Legislation that would significantly tighten regulation on industry is perhaps equally unlikely in a newly divided Congress, but deepwater operators are not in circumstances where “no news is good news.” Even if Congress does not increase the cap on consequential damages under OPA… it is possible that deepwater drilling operations will move to an elevated safety and regulatory culture like that developed within the nuclear industry. In the meantime, operators still face unlimited responsibility for removal, cleanup, and containment of accidental spills; they are still legally required to demonstrate OSFR; and the old $1.5 billion estimate for spill cleanup operative for OFSR has been blown away by the 2010 spill.
IOCs’ win , Independents ’ loss ?
“There is no more easy oil, and the subsea industry is critical to unlocking more oil to meet world supply.” (Tom Botts, Shell Europe’s vice president of exploration, Subsea 2008 Conference.)
BP’s great loss won’t mean the end of deepwater operations in the Gulf of Mexico; only the players will be different.
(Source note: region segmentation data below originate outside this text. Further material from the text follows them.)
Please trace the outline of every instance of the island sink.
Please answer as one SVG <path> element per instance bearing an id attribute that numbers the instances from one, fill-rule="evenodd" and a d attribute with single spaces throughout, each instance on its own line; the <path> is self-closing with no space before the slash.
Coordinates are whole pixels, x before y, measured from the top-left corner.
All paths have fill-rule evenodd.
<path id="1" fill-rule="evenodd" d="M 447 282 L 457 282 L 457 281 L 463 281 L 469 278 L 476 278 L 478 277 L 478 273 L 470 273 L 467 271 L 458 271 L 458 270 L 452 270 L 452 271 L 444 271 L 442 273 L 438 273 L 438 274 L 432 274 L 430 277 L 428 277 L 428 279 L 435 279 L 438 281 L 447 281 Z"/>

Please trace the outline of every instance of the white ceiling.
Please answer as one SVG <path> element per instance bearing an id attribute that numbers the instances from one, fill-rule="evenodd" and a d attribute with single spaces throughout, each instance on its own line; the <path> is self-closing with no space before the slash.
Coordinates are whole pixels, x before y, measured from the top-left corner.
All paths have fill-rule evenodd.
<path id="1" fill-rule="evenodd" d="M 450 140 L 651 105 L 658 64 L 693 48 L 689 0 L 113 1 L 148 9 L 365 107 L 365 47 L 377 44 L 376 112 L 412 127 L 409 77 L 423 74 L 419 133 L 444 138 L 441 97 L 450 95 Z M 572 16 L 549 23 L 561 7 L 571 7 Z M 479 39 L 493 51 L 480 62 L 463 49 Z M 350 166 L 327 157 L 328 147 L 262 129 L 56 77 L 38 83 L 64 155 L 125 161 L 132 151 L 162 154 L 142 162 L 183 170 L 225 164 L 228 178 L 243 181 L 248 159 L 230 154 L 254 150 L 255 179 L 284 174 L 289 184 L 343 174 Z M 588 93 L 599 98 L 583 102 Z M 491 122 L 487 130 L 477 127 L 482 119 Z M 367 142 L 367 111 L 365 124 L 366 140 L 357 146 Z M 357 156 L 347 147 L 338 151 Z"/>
The U.S. Energy Information Service (EIA) estimates that in the near term, most new U.S. oil production will be in the deep waters of the Gulf of Mexico. As BP Chief Executive Bob Dudley emphasized in the aftermath of the spill, deep-water drilling is needed to meet a forecasted 40 percent increase in energy consumption by 2030. But the certainty of higher insurance premiums, coupled with the uncertainty of any U.S. government action to contain deepwater operators’ cleanup liability or limit exposure to increased insurance costs, may precipitate far-reaching changes in the industry…
As growth opportunities for older IOCs are increasingly concentrated in high risk sectors (new frontiers, mega projects, and unstable regimes), we must recognize a new risk paradigm, even for large IOCs. The Deepwater Horizon spill will inevitably result in insurance premiums high enough to drive smaller players out of the deepwater fields. We are likely to see industry consolidation as smaller companies merge to reach the critical mass needed to self-insure or amass the capital and technological know-how to compete with oil field service companies for the now prevalent service agreements. They will also have to fend off the offensive of new well-funded and locally well connected baby IOCs like Kuwait Energy.
Finally, the legal fallout from the Macondo spill suggests that any company continuing involvement in deepwater operations should expect to go forward under the shadow of probable litigation. BP is currently facing potential claims from businesses (beach tourism, fishing) for loss of revenue; claims and lawsuits related to personal injury or death in the explosion, fire, and sinking of the Deepwater Horizon platform; environmental and natural resources claims for damage from the spill; health claims from those exposed to oil or to chemicals used in cleanup; and securities lawsuits. There may also be product liability lawsuits deriving from equipment failures on the platform, subsea, or related to spill containment. Further litigation will likely emerge with shareholders and state governments over lost revenues for royalties, leases, or taxes, and finally between operating partners, as OPA imposes joint, several, and strict liability and their limited insurance coverage (barely more than $3 billion when pooled together) is dwarfed by the liabilities amassed by BP.
The immediate consequences of the Deepwater Horizon blowout have been contained: the well is capped, physical cleanup is underway. But the effects of the disaster are likely to spread over the industry for some time to come.